In the second place, in addition to assurance, Jesus continually demonstrates His power to help.  His disciples see Him open the eyes of the blind, heal the sick, cleanse the lepers, and even raise the dead.  When He gets the message that Lazarus is sick, instead of going immediately to heal him, He waits three days until the body would be decaying.  He explains to His disciples, "I am glad for your sakes that I was not there, to the intent that ye may believe." To strengthen their faith, He performs what would seem an impossible miracle.  Finally, again and again He foretells His own death and resurrection.  It was simply beyond their belief; it could never happen to Him.  Then when they saw Him on the cross, their faith and hope died.  But then, on the third day, He appeared to the sorrowing group in the upper room, they finally had a faith that could never again be shaken.  Looking back years later, Peter says that He "begat us again unto a living hope through the resurrection...from the dead." It was like being born again.

In the third place, Jesus not only emphasizes the power of faith and demonstrates that power but finally He suggests the secret of how faith can grow as God uses his power through us. "If ye have faith as a grain of mustard seed." Though the smallest of all seeds, when planted and allowed to grow, the mustard seed becomes a great plant.  So a grain of faith set to work may at first move only a pebble, but if cultivated, God through it, can ultimately do what might seem as impossible as moving a mountain.  By such growth God tries to develop the faith of men.  When He told Abraham that, if He would leave His people and go into a land that He would show him, He would bless the world through his seed, Abraham went immediately.  The first step was easy, for land was free and grass was abundant up the Euphrates River.  But when he went down to Egypt, his faith failed, and he allowed his wife to be taken by pharaoh because, as he explained later to Abimelech, he thought there was no fear of God in that land.  But when God restored Sarah to him, his faith was strengthened.  Yet years passed, and he had to remind God that the child had not come.  God renewed His promise, but again years passed and no son.

Then at Sarah's suggestion, they tried to help God out of His dilemma by using Hagar.  But God said the son must come through Sarah, and again the years passed.  Finally, when Sarah was ninety years old, Isaac was born, and Abraham saw that God could fulfill His promise against all the laws of nature.  So when God told him to offer Isaac as a sacrifice, His faith did not fail, for as the writer in Hebrews 11:17-19 says, he now believed that God would raise Isaac from the dead to fulfill His promise.  Thus, over the years God had developed a man who would become a model of faith for all later generations.

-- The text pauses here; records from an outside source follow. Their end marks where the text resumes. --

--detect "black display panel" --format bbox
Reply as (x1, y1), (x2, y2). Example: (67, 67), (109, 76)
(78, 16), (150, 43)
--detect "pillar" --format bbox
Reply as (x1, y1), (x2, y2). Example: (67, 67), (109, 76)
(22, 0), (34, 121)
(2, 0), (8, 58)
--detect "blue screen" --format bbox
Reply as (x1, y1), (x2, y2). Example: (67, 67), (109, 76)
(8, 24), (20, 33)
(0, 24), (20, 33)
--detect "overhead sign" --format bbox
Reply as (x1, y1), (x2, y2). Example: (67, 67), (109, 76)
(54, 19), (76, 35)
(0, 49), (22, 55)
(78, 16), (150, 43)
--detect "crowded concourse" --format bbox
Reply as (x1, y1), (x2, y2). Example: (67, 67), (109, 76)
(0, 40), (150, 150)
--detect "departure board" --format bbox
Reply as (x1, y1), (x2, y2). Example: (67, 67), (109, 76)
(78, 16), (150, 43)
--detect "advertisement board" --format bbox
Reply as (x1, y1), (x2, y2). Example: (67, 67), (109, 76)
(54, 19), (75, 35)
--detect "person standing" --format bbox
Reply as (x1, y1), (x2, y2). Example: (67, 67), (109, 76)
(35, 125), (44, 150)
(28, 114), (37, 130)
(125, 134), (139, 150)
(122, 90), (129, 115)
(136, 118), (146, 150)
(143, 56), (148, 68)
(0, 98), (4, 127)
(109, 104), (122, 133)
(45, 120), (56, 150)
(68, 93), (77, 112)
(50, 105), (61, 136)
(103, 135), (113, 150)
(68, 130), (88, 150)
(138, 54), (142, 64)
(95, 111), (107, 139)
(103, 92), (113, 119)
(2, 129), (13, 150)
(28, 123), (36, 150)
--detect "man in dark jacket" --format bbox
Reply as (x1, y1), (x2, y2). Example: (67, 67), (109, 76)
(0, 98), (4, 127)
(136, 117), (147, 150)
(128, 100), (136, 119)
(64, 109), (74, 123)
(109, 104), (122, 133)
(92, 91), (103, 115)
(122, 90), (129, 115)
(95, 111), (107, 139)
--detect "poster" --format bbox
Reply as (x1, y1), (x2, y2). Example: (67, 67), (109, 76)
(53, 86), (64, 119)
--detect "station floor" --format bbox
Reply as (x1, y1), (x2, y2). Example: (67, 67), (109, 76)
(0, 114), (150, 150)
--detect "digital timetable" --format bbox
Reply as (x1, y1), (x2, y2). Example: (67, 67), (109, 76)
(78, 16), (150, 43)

When J. M. McCalem went to Japan and the Merrits and Shorts went to Africa, no church had faith enough to guarantee their financial support.  They went on faith.  But as churches saw how their faith worked, they discovered that they could support a missionary themselves, and today our mission program around the world has a support that would have seemed impossible to the churches a generation ago.  In 1891, when Harding and Lipscomb started our first Christian college, no group of Christians would have had faith enough to guarantee its financial support.  Like Abraham, they started out on faith.  Gradually, as this school multiplied, the faith of Christians grew, until the great system of schools today, blessing the lives of thousands of young people, would seem to these two founders an impossible miracle.  So the Lord says, plant your grain of faith today, and the Lord can make it grow till it can figuratively move the mountains.  This is the secret of how faith grows.  "Try Me," said the Lord through Malachi, "and see."